Treetop using extend() constantly breaks optimising Rubies

129 views
Skip to first unread message

Clifford Heath

unread,
Feb 28, 2013, 2:11:04 AM2/28/13
to treet...@googlegroups.com
Folk,

I attended Charles Nutter's JRuby workshop and his talk on High Performance Ruby
during last week's RubyConfAU, and he underlined one really important thing amongst
others…

Using Object#extend flushes the method-lookup cache and kills performance badly.
Worse still, in 1.9.3 it flushes all cached methods for all classes, IIRC.

Treetop uses extend on almost every use of every node, even when the module it's
adding is probably empty. Of course, since a module can have methods added at any
time, you can't be sure an empty module will still be empty… however…

Is there anything we can do about this? Is there any alternative pattern that would work?

Clifford Heath.

Jonathan Stott

unread,
Feb 28, 2013, 12:08:41 PM2/28/13
to treet...@googlegroups.com

Hi Clifford

Would it be possible to include/extend once, as the parser is built? And just hold a cache of the resulting classes to be instantiated as the input is parsed. The brace rules could be defined on anonymous modules to be included.

This would break a parser  which is dynamically constructing modules as it parses input, but that seems crazy anyway. Maybr there could be a syntax addition for the current behaviour when that is essential.

Regards
Jon

--
You received this message because you are subscribed to the Google Groups "Treetop Development" group.
To unsubscribe from this group and stop receiving emails from it, send an email to treetop-dev...@googlegroups.com.
To post to this group, send email to treet...@googlegroups.com.
Visit this group at http://groups.google.com/group/treetop-dev?hl=en.
For more options, visit https://groups.google.com/groups/opt_out.


markus

unread,
Feb 28, 2013, 12:41:16 PM2/28/13
to treet...@googlegroups.com

> Treetop uses extend on almost every use of every node, even when the module it's
> adding is probably empty. Of course, since a module can have methods added at any
> time, you can't be sure an empty module will still be empty… however…
>
> Is there anything we can do about this? Is there any alternative pattern that would work?

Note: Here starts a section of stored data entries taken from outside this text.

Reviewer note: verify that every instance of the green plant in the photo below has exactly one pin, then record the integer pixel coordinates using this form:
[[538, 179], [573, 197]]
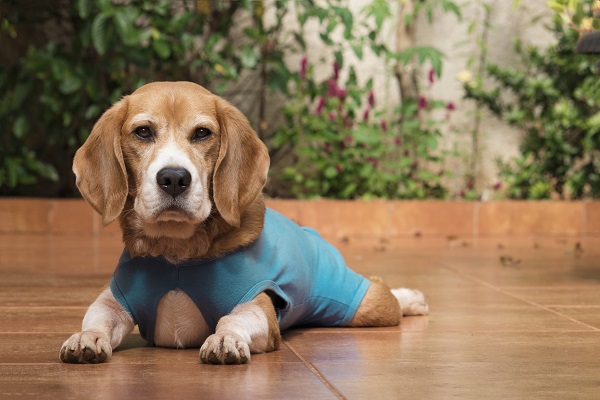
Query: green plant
[[555, 100], [343, 145], [100, 50]]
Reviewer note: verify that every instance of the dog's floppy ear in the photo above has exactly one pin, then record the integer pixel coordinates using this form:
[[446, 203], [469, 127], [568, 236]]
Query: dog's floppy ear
[[242, 166], [99, 167]]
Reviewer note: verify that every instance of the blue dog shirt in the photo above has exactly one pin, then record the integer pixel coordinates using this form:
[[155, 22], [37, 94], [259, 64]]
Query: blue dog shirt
[[306, 274]]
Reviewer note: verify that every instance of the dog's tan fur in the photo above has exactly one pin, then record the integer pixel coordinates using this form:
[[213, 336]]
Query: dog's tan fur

Ha! Great point! I've played with something that touched on this (a
wacky Markus-don't-try-this-at-home stunt) and noticed that the
performance varied much more than I'd expected, but didn't investigate
why.

I think it should be possible to do something to address this, though I
suspect that we'll need something that steady states into a no-extends
running mode once warmed up. Eliminating 90% of them won't (AFAIK) help
much because in a extend-rich sequence of execution the major impact
comes from the first extend (when the cache was populated) and the only
sequence that doesn't have a first member is the empty one).

-- MarkusQ


markus

unread,
Feb 28, 2013, 8:12:30 PM2/28/13
to treet...@googlegroups.com
I was able to squeeze in a bit of time here and there over the course of
my day to sketch how this could work. It's not finished to the point of
being functional, but ~80% is there. I'm going to be away from keyboard
for the next 16 hours, so I thought I'd put what I've got done so far up
where it could be seen in case anyone want to peek.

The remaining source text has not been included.